Large and urban hospitals may consider adding some cold and ultra cold capacity so they have the means to service all the vaccine brands that will be available. Small and rural hospitals should begin to develop and test their information systems to allow people to register for vaccination and be notified of when and where to receive vaccines. Regardless of the size and nature of a hospital, its leaders, physicians, and supply chain professionals should have regular meetings in the war room to discover potential logistical limitations and bottlenecks that can make it difficult to vaccinate people.
Will there be particular challenges in vaccinating people in rural areas of the United States?
The key challenge is that they don’t have the economies of scale to invest in ultra-cold freezers. Additionally, each Pfizer “pizza box” (the nickname for Pfizer’s secondary packaging) has 975 doses. It may not always be possible to use almost 1,000 doses in five days in rural areas. So Pfizer may not be a desirable option for rural areas, unless they can find a way to match supply and demand efficiently, essentially creating a kind of just-in-time COVID vaccine clinic. Moderna and AstraZeneca are much more tolerant of temperature requirements, but rural areas can still face other constraints, such as staffing, stable electrical grids, and PPE.

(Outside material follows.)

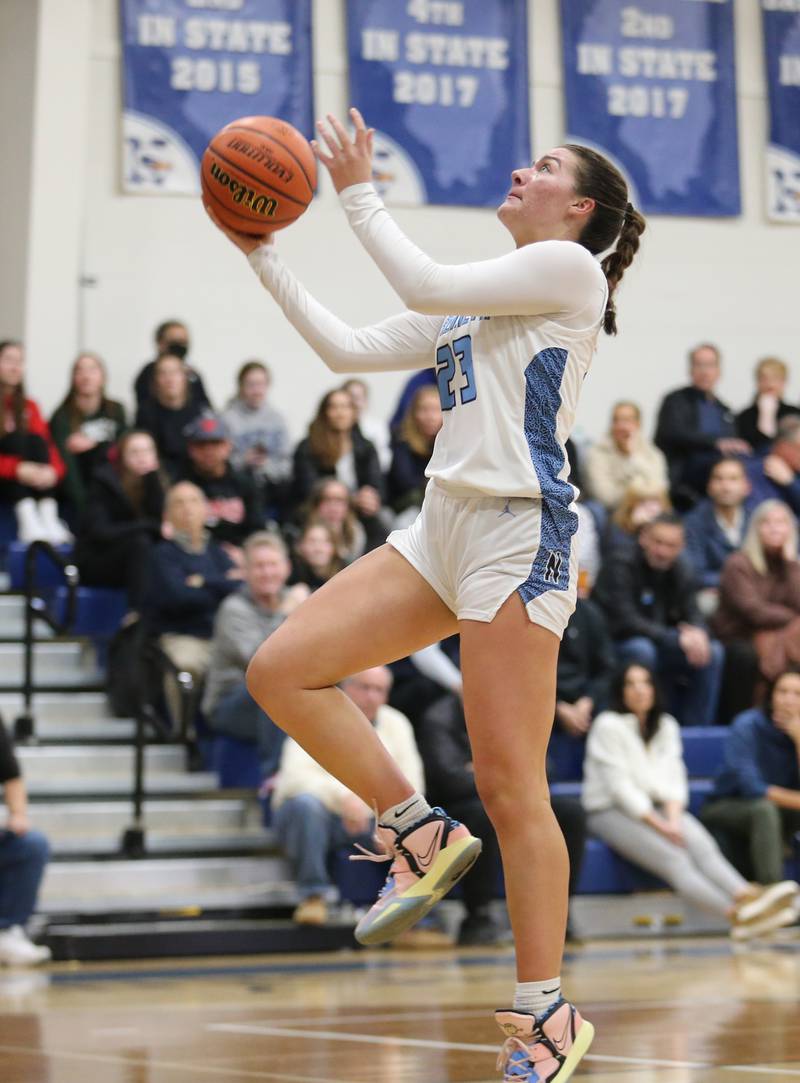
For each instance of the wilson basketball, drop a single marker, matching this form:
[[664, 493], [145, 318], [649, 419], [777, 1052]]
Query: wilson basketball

Beyond the US, what will be some of the challenges of vaccinating people in other parts of the world, especially in regions with limited resources?
Ensuring an equitable vaccine allocation will be the first challenge. The United States has the most serious pandemic in the world, so it deserves a high priority to receive vaccines. However, unless the rest of the world is vaccinated, we also cannot assume that we will be safe at home. Many countries do not have the operational transportation and storage infrastructure needed to carry out this large-scale vaccine distribution operation. Vaccinating billions of people in a matter of months is not something we have much experience with, not to mention that there is very little room for error. There’s also a demand-side problem: even if you get the shots and everything else needed for vaccination, people can choose not to get vaccinated. Vaccine doubts are not a national problem; it is a global problem. To put it all together, it is perhaps not an exaggeration to say that the COVID-19 vaccine will present one of the greatest logistical challenges in human history.